むかしながらの加工場であり、鮮魚店です。
農園主が目指す本来の干物作りに一番近い先です。
皆様のご意見によって、当農園と一緒に商品開発に取り組むことで合意しております。
あみ・かちえび(乾燥・むき身)。
新年は舌平目・さより・いか・きすなどの干物作りを当農園のお客様向けに共同開発することで内諾済。
皆様のご意見が活かされます。

「地あみ海老」
この「地あみ」は西日本沿岸部に生息しており、アラスカ産などの寄せ餌用のアミとは異なる。
むかしから熱々御飯の上に置いて食べられてきた。
現在は収穫量が減り、また、食生活の変化(減塩志向)により、食卓に上らなくなってきている。
鮮度が命であり、獲れたらすぐに塩漬けにし、保存されている。
今回は、当農園のために、特別に通常の2/3の海の塩を加えております(減塩)。

「あみの卵とじ」
・あみをフライパンなどで乾煎りし、ほどほどに水分を飛ばしながら、火を通す。
・好みでみりんを大匙一杯ほど加え、香りづけに醤油を少量垂らし、さらに水分を飛ばす。
・整ったら、溶き卵1ケを加え、適度の水分が残った状態まで炒れば、完成です。
御飯のお伴に、少しづつ食べてください。病みつきになるか、どうか・・・? お弁当には重宝です。

「野菜煮込みスープ」
煮込みスープの出汁として使います。量は、少しづつ加えてみて、ご家庭の好みにしてください。
・菜っ葉類、葱類、豆腐、キノコ、春雨などの煮込み料理に使います。
・水からあみを煮込み、材料を投入します。
・味付けは、そのままでも良いのですが、醤油・酒程度で良いでしょう。
※あっさりとしたいのであれば、これで完成ですが、豚肉との相性も良く、試してみてください。
※気になる方は、最初にあみを濾して捨ててもよいのですが、栄養価を考えればそのままでどうぞ。
※キムチ漬けをされる方は、この「あみ」を加えると美味しいキムチ漬けができます。

②国東の竹永海商(潜水して収穫した塩蔵天然わかめ)
 

国東の海に潜って海藻を獲ってきます。
他方ではわかめの人口養殖もしております。
加工場を持っており、乾燥・塩漬け・カット処理をします。
塩蔵わかめ・乾燥わかめ・茎わかめ・ひじき・カットわかめ・ちりめんなどがあります。
(国東;防波堤が無く延々と砂浜が続くリアス式海岸です。そのため、豊かな海があります)

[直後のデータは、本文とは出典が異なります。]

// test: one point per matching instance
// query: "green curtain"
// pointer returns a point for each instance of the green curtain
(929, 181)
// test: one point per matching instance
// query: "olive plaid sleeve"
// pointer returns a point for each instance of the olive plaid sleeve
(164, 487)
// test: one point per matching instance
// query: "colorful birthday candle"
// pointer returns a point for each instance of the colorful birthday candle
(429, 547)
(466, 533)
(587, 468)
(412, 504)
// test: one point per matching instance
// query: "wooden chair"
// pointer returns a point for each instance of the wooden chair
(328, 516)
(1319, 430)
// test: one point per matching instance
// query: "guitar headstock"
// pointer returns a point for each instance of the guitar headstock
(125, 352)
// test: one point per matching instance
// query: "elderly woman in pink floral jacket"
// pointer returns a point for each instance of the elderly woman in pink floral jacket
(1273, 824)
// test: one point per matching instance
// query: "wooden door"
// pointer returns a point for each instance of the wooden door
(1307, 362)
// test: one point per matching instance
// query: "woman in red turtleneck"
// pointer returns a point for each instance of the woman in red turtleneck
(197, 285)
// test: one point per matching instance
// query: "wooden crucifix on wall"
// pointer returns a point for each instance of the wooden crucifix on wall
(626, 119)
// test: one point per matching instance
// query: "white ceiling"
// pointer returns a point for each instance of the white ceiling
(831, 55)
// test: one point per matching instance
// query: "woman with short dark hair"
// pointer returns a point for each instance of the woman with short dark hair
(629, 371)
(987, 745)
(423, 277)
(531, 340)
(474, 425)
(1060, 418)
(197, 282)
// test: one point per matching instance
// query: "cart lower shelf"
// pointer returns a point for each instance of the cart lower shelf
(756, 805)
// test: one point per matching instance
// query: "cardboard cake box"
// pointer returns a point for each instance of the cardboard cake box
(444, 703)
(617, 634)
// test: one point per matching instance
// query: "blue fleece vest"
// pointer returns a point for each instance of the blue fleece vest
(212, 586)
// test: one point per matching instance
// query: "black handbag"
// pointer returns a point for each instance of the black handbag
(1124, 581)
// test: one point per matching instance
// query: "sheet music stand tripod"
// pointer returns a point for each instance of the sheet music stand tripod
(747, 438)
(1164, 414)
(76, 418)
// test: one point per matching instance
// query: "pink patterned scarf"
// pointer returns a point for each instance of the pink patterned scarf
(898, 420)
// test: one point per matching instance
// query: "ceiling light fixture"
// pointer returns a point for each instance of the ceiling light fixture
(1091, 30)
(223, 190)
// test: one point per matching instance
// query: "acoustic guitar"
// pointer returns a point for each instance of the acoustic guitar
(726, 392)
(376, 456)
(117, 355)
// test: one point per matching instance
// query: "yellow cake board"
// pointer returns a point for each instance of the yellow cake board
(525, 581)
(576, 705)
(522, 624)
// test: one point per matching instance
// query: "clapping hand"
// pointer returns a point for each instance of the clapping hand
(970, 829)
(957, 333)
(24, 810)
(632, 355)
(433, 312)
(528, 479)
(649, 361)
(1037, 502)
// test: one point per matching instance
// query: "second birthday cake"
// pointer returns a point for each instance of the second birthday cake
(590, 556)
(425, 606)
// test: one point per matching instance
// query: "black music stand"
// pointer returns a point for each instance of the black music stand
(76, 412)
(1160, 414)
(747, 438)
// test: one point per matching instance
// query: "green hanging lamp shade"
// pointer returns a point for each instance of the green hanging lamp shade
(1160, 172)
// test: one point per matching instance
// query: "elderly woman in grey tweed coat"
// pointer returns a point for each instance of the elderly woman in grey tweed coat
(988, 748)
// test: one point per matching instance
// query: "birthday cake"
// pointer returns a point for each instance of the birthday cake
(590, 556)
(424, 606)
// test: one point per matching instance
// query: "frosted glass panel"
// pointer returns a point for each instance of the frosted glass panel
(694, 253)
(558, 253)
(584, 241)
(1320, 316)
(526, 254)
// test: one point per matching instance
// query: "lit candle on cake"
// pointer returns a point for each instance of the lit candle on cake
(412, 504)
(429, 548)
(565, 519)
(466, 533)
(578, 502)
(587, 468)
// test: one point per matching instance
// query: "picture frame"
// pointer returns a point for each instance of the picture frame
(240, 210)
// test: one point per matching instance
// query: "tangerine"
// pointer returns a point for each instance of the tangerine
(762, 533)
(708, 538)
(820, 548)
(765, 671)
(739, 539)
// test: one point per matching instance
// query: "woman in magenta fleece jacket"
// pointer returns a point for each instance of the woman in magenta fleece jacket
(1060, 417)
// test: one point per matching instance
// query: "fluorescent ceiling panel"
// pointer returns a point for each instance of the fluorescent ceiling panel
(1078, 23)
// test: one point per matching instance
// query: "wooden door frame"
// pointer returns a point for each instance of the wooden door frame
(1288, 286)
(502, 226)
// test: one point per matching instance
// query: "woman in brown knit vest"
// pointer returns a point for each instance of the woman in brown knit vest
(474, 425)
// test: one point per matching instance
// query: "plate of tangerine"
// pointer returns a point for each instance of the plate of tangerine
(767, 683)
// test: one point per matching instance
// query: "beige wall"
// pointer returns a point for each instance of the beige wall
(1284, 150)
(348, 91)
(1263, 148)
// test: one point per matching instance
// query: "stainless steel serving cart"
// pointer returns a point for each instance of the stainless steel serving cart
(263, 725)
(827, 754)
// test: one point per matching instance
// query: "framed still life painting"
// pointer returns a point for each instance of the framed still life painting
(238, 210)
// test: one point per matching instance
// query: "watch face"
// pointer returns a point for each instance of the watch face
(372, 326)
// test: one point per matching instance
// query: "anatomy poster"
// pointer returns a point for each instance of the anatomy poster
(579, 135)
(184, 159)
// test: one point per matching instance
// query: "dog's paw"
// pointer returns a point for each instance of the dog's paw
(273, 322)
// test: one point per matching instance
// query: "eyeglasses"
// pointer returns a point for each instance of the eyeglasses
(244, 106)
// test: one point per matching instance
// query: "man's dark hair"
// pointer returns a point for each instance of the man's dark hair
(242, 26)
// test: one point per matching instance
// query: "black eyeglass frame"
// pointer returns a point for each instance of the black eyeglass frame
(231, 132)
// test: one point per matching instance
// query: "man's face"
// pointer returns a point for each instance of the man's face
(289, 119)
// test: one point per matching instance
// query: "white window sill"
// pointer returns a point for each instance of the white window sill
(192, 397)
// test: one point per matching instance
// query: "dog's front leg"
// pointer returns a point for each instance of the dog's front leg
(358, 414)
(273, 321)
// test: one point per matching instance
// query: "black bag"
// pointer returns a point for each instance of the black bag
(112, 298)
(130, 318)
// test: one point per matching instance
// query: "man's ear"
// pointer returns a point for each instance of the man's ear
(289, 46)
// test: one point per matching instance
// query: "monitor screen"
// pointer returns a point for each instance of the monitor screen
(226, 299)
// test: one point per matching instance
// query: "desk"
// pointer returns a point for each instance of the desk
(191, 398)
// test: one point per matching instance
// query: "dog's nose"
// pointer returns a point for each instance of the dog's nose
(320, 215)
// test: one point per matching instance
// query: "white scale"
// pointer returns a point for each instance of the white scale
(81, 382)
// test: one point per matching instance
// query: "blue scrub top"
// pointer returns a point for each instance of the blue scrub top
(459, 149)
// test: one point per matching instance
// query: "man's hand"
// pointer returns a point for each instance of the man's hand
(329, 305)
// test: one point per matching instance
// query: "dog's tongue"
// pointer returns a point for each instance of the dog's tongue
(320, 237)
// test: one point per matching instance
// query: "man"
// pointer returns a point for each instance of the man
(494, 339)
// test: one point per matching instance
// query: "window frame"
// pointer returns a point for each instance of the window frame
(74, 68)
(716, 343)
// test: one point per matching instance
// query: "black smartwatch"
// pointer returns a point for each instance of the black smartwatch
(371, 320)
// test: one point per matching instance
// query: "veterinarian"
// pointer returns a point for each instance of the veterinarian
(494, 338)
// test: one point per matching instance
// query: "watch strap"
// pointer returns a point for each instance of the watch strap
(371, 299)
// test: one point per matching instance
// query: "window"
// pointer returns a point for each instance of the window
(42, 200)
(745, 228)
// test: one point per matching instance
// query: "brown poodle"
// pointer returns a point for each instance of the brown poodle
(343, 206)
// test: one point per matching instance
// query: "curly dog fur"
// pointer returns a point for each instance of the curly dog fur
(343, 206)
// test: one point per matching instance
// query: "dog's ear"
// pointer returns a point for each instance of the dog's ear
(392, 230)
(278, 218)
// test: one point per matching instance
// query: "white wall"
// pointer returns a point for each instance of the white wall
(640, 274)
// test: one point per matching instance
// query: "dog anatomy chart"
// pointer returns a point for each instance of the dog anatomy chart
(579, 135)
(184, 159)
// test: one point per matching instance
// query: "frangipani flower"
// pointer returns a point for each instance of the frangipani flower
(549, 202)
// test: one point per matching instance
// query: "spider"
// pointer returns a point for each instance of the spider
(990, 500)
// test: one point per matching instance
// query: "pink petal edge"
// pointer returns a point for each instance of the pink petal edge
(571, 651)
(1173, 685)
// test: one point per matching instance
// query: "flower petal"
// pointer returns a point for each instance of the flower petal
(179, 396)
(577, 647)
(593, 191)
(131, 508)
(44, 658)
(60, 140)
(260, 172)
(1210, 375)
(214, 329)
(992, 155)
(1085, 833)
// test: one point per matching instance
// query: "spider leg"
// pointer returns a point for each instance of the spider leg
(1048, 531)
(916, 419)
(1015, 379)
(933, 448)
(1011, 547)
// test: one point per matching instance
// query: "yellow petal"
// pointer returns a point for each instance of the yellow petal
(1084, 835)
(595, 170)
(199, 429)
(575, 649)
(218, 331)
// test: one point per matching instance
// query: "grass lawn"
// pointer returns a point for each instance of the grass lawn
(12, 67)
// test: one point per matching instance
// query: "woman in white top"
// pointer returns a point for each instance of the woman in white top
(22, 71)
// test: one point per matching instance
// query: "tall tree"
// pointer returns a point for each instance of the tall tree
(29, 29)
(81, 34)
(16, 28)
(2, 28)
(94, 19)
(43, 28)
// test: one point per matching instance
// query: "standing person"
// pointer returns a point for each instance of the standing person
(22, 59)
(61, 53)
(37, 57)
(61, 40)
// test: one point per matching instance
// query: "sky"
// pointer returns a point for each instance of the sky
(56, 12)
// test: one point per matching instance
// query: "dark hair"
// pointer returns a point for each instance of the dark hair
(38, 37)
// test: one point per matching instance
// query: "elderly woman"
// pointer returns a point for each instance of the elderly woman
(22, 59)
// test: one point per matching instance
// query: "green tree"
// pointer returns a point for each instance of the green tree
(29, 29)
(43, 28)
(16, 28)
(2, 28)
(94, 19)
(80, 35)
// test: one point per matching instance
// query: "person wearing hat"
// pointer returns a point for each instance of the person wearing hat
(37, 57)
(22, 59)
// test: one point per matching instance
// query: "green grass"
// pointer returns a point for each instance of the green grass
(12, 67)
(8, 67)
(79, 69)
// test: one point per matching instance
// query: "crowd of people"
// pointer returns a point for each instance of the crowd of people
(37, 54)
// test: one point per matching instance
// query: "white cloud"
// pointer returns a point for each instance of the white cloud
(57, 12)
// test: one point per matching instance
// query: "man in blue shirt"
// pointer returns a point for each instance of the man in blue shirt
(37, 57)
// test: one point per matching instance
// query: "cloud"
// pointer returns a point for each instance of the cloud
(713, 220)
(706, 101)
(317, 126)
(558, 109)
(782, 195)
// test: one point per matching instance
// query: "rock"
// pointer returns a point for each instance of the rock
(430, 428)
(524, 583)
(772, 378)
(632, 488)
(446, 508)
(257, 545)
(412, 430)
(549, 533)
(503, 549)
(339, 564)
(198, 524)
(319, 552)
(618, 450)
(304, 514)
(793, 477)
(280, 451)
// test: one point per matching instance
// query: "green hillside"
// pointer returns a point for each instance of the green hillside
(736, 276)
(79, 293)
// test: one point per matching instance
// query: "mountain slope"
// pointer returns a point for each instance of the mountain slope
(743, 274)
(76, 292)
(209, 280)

③米水津の高橋水産(かますの開き-薄塩仕立て-、真鰯の丸干し) 
 

県下でも有数の干物加工会社であり、「鮮魚に近い干物」をコンセプトにしております。
農園主の目指す干物ではありませんが、冷風乾燥と保管技術が優れており、何よりも前向きな姿勢があり、今後、皆様のご意見によって本来の干物に近づける商品開発の可能性が残っております。
薄塩仕立てですので、物足らない方は、少し手塩をし、冷蔵庫で一晩置くと良い。
 
(山の幸)
 
 

むかし、山と人の暮らす里の間には、手入れされた里山があった。
そこは、猪や鹿と人間界の境界線であった。
そこには、豊かな自然があり、栗や柿の木、筍や山菜があった。
お爺ちゃんが柿をもぎ、山菜を採り、筍を掘り、お祖母ちゃんが柿を剥き、山菜を干し、保存食として、自然の恵みを取り込んでいた生活があった。

佐藤自然農園は、都会で暮らす方々のために、そんな自然の恵みが欲しかった。
人づてにようやく干し柿・筍・山菜を採って暮らしておられる里人とお話ができた。
そんな季節の恵を皆様にお届けできそうだ。